Strangely, though, the Mumbai Cricket Association (MCA) chief will even represent Punjab at the AGM here on Wednesday-Thursday.
Mahendra, who flew in late in the evening, told The Telegraph that victory was assured. 'I'm one hundred per cent sure,' he said soon after landing, unimpressed by the Pawar-development which isn't many days old.
The action, by the way, has shifted to a city hotel. Team Pawar arrived early today and it's to be seen how soon Dalmiya and Pawar have a one-to-one. So far, the latter has interacted via a suave colleague in the government.
Significantly, Dalmiya is understood to have posed a blunt question during his interaction with that Pawar emissary: Why has the seasoned politician set his sights on the presidency out of turn' West's chance, after all, is going to come after two ' or, at most ' three years.
The Pawar camp remains optimistic, believing that the many states where the Congress is in power will vote for an important ally at the Centre.
'I'm confident Mr Pawar is going to win by at least five votes.... That's not in doubt,' insisted former BCCI president Raj Singh Dungarpur, when contacted in Mumbai.
He is coming tomorrow morning.
That, by any yardstick, is a comfortable margin. But, then, the Dalmiya group is convinced Pawar can manage a maximum of 12, well short of the 16 required ' assuming all 30 affiliated units vote in the secret ballot. The president, in fact, has two votes: The standard one, like the units, and the casting vote.
Apparently, the Pawar camp is also counting on the three institutional votes (Railways, Services and Universities). However, sources in New Delhi maintain only one will actually go his way. The top reason being two ministries are headed by gentlemen who aren't on back-slapping terms with Pawar.
If the election does become close, every vote is going to be worth a billion rupees. That explains why Pawar's backers requested Samajwadi Party leader and Uttar Pradesh chief minister Mulayam Singh Yadav to try and ensure a high-profile MP from his party represented the state at the AGM and not Dalmiya confidant Jyoti Bajpai.
In an internal decision, though, Bajpai has been authorised to occupy UP's chair. Incidentally, he is the BCCI treasurer and was the Team India manager in the last World Cup.
One learns Gujarat was at the centre of much drama throughout the day. It began with one of the combatants losing support but, later, the state's backing was regained. The head is Congress' Narhari Amin, a one-time deputy chief minister.

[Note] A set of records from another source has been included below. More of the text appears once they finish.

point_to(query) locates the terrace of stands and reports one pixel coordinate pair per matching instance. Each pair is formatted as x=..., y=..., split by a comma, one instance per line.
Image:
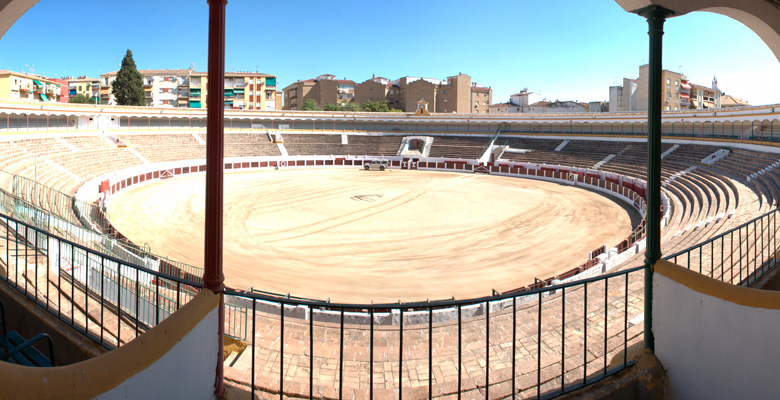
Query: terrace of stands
x=705, y=200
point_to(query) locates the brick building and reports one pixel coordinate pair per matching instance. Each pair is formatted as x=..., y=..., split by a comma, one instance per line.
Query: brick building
x=323, y=89
x=456, y=94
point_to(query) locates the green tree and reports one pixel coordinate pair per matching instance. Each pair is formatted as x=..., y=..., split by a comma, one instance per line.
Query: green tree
x=128, y=88
x=81, y=99
x=351, y=106
x=332, y=107
x=310, y=105
x=376, y=106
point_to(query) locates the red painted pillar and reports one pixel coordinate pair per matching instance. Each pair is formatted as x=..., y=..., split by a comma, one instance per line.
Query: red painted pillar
x=213, y=278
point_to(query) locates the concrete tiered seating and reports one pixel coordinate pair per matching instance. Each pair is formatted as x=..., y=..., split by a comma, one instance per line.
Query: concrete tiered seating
x=248, y=145
x=329, y=144
x=470, y=147
x=166, y=147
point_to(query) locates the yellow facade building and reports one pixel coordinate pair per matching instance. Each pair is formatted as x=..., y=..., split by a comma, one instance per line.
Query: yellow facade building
x=188, y=88
x=21, y=86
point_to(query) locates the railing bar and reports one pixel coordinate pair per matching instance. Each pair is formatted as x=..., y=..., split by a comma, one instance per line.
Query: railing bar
x=137, y=302
x=59, y=280
x=539, y=350
x=119, y=306
x=401, y=356
x=35, y=235
x=86, y=293
x=72, y=285
x=371, y=358
x=487, y=349
x=281, y=353
x=722, y=262
x=26, y=257
x=740, y=256
x=563, y=339
x=102, y=295
x=423, y=305
x=606, y=322
x=430, y=353
x=625, y=324
x=514, y=347
x=252, y=342
x=460, y=351
x=585, y=336
x=341, y=357
x=157, y=280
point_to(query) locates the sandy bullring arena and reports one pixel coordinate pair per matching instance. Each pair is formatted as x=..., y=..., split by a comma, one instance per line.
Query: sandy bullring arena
x=368, y=236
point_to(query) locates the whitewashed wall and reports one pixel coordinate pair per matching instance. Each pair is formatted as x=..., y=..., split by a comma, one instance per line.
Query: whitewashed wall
x=187, y=371
x=713, y=348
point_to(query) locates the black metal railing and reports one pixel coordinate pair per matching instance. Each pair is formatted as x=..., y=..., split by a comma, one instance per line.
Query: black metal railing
x=48, y=210
x=105, y=298
x=533, y=344
x=739, y=256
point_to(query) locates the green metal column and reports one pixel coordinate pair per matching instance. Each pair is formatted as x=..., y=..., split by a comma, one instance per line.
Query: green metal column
x=656, y=16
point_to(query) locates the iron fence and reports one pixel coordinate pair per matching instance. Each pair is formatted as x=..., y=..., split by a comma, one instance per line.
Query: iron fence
x=82, y=222
x=107, y=299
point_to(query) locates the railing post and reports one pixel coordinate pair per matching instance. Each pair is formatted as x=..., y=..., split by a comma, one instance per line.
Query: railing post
x=213, y=278
x=656, y=16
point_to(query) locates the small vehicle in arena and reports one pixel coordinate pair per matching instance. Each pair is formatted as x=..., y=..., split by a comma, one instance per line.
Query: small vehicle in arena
x=377, y=164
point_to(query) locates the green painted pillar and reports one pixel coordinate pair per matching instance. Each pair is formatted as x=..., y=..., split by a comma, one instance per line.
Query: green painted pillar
x=656, y=16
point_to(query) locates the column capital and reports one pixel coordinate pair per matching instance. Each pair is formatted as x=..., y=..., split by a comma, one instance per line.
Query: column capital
x=655, y=12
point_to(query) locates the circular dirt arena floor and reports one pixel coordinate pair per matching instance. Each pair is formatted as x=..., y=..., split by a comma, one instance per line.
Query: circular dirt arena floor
x=369, y=236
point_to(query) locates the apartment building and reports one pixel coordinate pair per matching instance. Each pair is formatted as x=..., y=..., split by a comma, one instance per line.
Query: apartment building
x=677, y=93
x=456, y=94
x=188, y=88
x=22, y=86
x=63, y=87
x=623, y=97
x=323, y=89
x=89, y=87
x=519, y=103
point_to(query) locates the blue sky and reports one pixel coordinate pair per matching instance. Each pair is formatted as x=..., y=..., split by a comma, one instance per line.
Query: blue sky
x=563, y=49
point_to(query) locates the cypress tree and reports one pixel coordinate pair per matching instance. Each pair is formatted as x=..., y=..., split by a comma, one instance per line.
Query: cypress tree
x=128, y=88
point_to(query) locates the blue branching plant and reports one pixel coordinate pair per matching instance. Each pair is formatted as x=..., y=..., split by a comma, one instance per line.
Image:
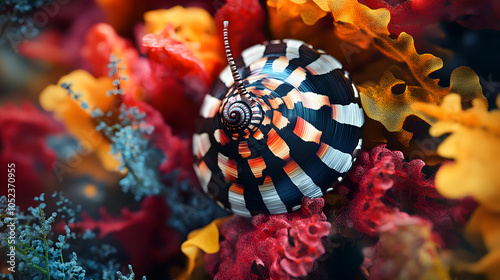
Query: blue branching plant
x=16, y=22
x=39, y=253
x=75, y=95
x=130, y=143
x=130, y=277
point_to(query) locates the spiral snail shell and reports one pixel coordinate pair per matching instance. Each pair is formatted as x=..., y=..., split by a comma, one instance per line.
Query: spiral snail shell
x=290, y=126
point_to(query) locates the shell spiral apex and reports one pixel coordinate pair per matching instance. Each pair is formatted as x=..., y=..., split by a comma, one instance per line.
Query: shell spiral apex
x=282, y=122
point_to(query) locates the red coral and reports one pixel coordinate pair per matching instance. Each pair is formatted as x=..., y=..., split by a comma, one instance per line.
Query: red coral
x=281, y=246
x=388, y=184
x=246, y=19
x=177, y=81
x=101, y=41
x=23, y=142
x=144, y=234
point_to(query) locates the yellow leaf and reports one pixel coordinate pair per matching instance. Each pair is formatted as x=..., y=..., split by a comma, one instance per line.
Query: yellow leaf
x=77, y=120
x=205, y=239
x=474, y=144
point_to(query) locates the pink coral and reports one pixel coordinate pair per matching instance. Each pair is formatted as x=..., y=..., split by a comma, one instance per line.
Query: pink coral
x=387, y=184
x=271, y=246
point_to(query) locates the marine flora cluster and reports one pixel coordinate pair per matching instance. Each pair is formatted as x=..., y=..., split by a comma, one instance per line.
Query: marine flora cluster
x=109, y=110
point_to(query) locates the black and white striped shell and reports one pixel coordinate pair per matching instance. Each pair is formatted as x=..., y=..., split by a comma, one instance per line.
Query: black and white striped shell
x=302, y=137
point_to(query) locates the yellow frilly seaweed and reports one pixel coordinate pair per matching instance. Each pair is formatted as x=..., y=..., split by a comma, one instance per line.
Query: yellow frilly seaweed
x=78, y=120
x=474, y=144
x=366, y=29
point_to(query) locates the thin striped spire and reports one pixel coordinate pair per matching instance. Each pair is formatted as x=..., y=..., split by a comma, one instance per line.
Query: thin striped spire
x=234, y=71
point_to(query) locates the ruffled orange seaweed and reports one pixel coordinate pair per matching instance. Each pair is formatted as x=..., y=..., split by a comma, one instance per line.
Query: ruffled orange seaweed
x=474, y=144
x=364, y=28
x=78, y=120
x=195, y=28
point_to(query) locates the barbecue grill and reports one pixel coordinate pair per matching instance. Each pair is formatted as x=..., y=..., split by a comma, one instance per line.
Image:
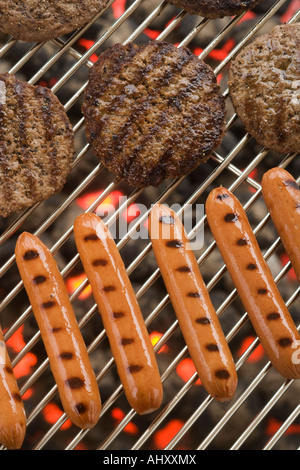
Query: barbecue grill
x=264, y=414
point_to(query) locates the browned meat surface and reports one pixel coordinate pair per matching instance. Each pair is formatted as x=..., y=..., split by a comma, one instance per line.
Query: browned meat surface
x=36, y=144
x=152, y=111
x=264, y=84
x=41, y=20
x=215, y=8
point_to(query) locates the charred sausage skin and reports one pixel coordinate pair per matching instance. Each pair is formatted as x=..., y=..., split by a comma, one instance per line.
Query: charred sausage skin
x=196, y=316
x=253, y=280
x=120, y=312
x=66, y=349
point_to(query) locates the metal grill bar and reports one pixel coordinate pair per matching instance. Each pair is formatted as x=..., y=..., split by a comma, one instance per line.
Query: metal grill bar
x=223, y=165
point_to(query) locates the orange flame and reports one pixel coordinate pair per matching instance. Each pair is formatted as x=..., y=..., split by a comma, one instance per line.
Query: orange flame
x=24, y=367
x=273, y=425
x=163, y=436
x=155, y=337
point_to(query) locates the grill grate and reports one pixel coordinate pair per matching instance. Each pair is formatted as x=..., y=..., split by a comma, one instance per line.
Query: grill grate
x=264, y=412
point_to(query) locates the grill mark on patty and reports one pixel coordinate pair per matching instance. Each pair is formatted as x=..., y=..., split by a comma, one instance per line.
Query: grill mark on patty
x=138, y=74
x=137, y=110
x=46, y=115
x=172, y=138
x=123, y=57
x=23, y=144
x=24, y=159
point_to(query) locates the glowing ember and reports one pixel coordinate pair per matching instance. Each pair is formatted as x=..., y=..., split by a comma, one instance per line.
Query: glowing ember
x=108, y=205
x=74, y=282
x=52, y=413
x=186, y=370
x=118, y=8
x=155, y=337
x=118, y=415
x=258, y=352
x=166, y=434
x=273, y=425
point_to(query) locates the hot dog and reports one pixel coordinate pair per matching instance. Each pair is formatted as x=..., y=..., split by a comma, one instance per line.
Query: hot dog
x=196, y=316
x=281, y=194
x=253, y=280
x=12, y=412
x=121, y=315
x=64, y=344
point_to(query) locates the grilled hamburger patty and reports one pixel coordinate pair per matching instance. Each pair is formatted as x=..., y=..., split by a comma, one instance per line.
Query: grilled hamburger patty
x=36, y=144
x=152, y=111
x=41, y=20
x=215, y=8
x=264, y=84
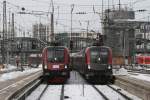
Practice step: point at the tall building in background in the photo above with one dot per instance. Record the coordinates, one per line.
(120, 33)
(41, 31)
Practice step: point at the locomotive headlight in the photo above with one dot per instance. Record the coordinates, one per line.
(45, 66)
(109, 67)
(65, 66)
(89, 67)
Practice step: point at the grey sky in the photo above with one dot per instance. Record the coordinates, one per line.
(62, 12)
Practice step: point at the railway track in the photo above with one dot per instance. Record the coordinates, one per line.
(116, 90)
(101, 93)
(62, 92)
(45, 88)
(13, 90)
(105, 95)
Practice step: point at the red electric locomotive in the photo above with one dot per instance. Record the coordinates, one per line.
(94, 62)
(55, 62)
(143, 60)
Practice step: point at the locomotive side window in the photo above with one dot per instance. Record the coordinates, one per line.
(55, 55)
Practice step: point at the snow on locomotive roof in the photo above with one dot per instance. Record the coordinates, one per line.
(35, 55)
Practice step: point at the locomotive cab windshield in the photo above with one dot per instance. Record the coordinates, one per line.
(55, 55)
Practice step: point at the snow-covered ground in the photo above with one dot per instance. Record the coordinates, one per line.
(120, 71)
(145, 77)
(123, 71)
(15, 74)
(78, 92)
(8, 67)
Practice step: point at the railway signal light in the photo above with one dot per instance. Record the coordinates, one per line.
(33, 45)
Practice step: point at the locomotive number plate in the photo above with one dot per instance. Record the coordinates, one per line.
(55, 66)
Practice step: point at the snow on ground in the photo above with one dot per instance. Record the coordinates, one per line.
(121, 71)
(111, 94)
(141, 77)
(35, 94)
(52, 93)
(78, 92)
(81, 92)
(13, 75)
(133, 97)
(8, 67)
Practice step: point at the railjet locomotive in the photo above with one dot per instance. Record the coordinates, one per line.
(94, 62)
(55, 62)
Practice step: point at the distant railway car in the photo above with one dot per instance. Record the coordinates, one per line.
(143, 60)
(55, 61)
(34, 60)
(94, 62)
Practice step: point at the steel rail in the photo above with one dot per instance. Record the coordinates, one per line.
(123, 95)
(43, 92)
(102, 94)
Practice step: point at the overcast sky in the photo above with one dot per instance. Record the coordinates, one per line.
(62, 9)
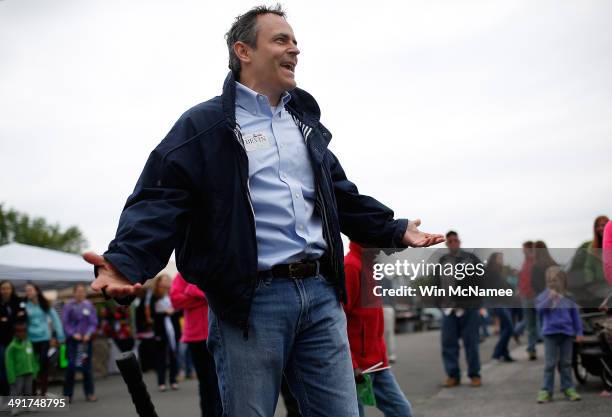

Tomorrow, of course, the drama may well be played out elsewhere.
With Pawar busy with strategy till late in the day (after a hurried trip to Raichak), it seems he will fight irrespective of the Dalmiya group's calculated assertion. However, given that the election process doesn't entail formally filing nominations and a cut-off for withdrawals, nothing stops Pawar from eventually deciding to hold back till 2006/2007.
In fact, there's a precedent to an 11th-hour pull out and truce between the big guns: As recently as 1999, the then MCA president, Manohar Joshi, opted out on the morning of the AGM (in Jaipur) after realising his so-called supporters had got the calculations all wrong. That facilitated A.C.Muthiah's unanimous election.
Then, too, Joshi was to come through another zone ' south, possibly as Andhra or Hyderabad's nominee. As a lesson it would have been bitter, but Joshi learn't it in the proverbial nick of time.
If elections are unavoidable on Wednesday, the Dalmiya group is going to be compelled to drop the efficient joint-secretary, Mumbai's Prof. Ratnakar Shetty. As of now, his successor will be former India cricketer and chief selector Brijesh Patel, who has transformed the Karnataka unit.